Inverse Population Dynamics Problem Employing a Low Cost Integral Transform Solution and Bayesian Inference with Approximation Error Model

• Published in: International journal of applied and computational mathematics Vol. 7; no. 5
• Main Authors: Friguis, Maiquison S., Knupp, Diego C., Abreu, Luiz A. S., Stutz, Leonardo T., Neto, Antônio J. Silva
• Format: Journal Article
• Language: English
• Published: New Delhi Springer India 01.10.2021; Springer Nature B.V
• Subjects: Applications of Mathematics; Applied mathematics; Approximation; Bayesian analysis; Computational mathematics; Computational Science and Engineering; Errors; Integral transforms; Inverse problems; Livestock; Low cost; Mathematical and Computational Physics; Mathematical Modeling and Industrial Mathematics; Mathematics; Mathematics and Statistics; Nuclear Energy; Operations Research/Decision Theory; Original Paper; Partial differential equations; Population density; Statistical inference; Theoretical; Approximation error model; Integral transforms; Diffusive populations; Impulsive culling; Bayesian inference
• ISSN: 2349-5103; 2199-5796
• DOI: 10.1007/s40819-021-01120-4

Population dynamics modeling is a subject of major relevance, especially when involving human or livestock disease vectors.
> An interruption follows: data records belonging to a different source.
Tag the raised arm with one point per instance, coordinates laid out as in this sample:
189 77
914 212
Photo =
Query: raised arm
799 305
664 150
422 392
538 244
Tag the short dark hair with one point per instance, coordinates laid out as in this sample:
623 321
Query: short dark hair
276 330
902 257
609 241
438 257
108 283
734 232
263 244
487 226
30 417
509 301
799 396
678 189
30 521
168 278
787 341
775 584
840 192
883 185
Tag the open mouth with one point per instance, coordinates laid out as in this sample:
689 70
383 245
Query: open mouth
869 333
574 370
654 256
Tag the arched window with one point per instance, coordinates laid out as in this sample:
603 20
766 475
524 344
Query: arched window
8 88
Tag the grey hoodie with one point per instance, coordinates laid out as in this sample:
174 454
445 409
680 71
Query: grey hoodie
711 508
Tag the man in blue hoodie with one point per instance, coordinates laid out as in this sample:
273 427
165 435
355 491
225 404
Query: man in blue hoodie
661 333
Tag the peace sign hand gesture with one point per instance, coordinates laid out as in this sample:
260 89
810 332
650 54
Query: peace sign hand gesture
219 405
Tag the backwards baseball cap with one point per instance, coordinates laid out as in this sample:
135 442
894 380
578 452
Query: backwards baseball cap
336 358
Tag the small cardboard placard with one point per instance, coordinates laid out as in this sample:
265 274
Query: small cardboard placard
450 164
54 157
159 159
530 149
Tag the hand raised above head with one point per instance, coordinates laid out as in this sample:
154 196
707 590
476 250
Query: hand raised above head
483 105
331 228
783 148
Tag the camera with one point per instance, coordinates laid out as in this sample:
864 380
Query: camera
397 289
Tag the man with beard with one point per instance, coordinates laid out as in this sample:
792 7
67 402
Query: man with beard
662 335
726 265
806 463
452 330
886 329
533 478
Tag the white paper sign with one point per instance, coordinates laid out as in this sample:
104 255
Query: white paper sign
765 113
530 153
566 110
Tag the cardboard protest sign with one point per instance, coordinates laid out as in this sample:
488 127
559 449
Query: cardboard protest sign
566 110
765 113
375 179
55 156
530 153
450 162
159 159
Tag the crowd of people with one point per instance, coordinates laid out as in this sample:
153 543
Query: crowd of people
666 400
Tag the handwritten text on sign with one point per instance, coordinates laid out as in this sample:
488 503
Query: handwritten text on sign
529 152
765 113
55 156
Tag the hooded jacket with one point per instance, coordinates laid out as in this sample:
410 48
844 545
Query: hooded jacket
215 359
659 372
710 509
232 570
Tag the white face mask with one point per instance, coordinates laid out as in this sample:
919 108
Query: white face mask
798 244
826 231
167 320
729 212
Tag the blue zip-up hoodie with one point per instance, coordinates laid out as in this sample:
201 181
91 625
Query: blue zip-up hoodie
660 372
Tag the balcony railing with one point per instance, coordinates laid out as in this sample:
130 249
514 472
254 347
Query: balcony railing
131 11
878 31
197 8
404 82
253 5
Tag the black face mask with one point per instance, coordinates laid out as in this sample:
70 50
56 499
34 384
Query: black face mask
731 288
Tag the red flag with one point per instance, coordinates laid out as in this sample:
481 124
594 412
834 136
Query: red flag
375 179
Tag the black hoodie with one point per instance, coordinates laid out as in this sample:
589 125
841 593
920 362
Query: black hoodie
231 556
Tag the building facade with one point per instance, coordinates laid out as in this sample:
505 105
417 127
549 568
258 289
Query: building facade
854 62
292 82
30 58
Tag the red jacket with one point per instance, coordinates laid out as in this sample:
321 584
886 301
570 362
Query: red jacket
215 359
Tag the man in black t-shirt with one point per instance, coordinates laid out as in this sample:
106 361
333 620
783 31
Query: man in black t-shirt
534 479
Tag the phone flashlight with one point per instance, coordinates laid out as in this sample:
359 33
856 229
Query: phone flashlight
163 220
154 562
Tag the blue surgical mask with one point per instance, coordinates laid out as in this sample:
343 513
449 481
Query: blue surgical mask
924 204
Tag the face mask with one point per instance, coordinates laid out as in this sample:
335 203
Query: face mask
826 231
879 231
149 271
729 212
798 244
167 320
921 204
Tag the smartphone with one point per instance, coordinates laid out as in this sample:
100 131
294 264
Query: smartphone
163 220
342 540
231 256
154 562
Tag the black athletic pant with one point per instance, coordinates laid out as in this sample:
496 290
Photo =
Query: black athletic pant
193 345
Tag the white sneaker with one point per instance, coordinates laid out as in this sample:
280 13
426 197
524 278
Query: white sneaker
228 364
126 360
Such importance is due to the fact that there are several diseases that are spread by some particular species, and the knowledge on the behavior of such populations is relevant when it is intended to create public policies to control their proliferation. This work describes a problem of population dynamics with diffusive behavior, with impulsive culling and delayed reproduction. The direct problem describes the space and time evolution of the population density when the model parameters are known, and the solution of the partial differential equation is obtained with the Generalized Integral Transform Technique (GITT), a hybrid numerical-analytical approach. For practical purposes it is crucial to fit the model to a population of interest, by estimating the equation coefficients through an inverse problem approach. In this work the inverse problem is illustrated within the Bayesian framework employing a low-cost direct problem solution, and the Approximation Error Model is used to take in account the error introduced by the low-cost solution.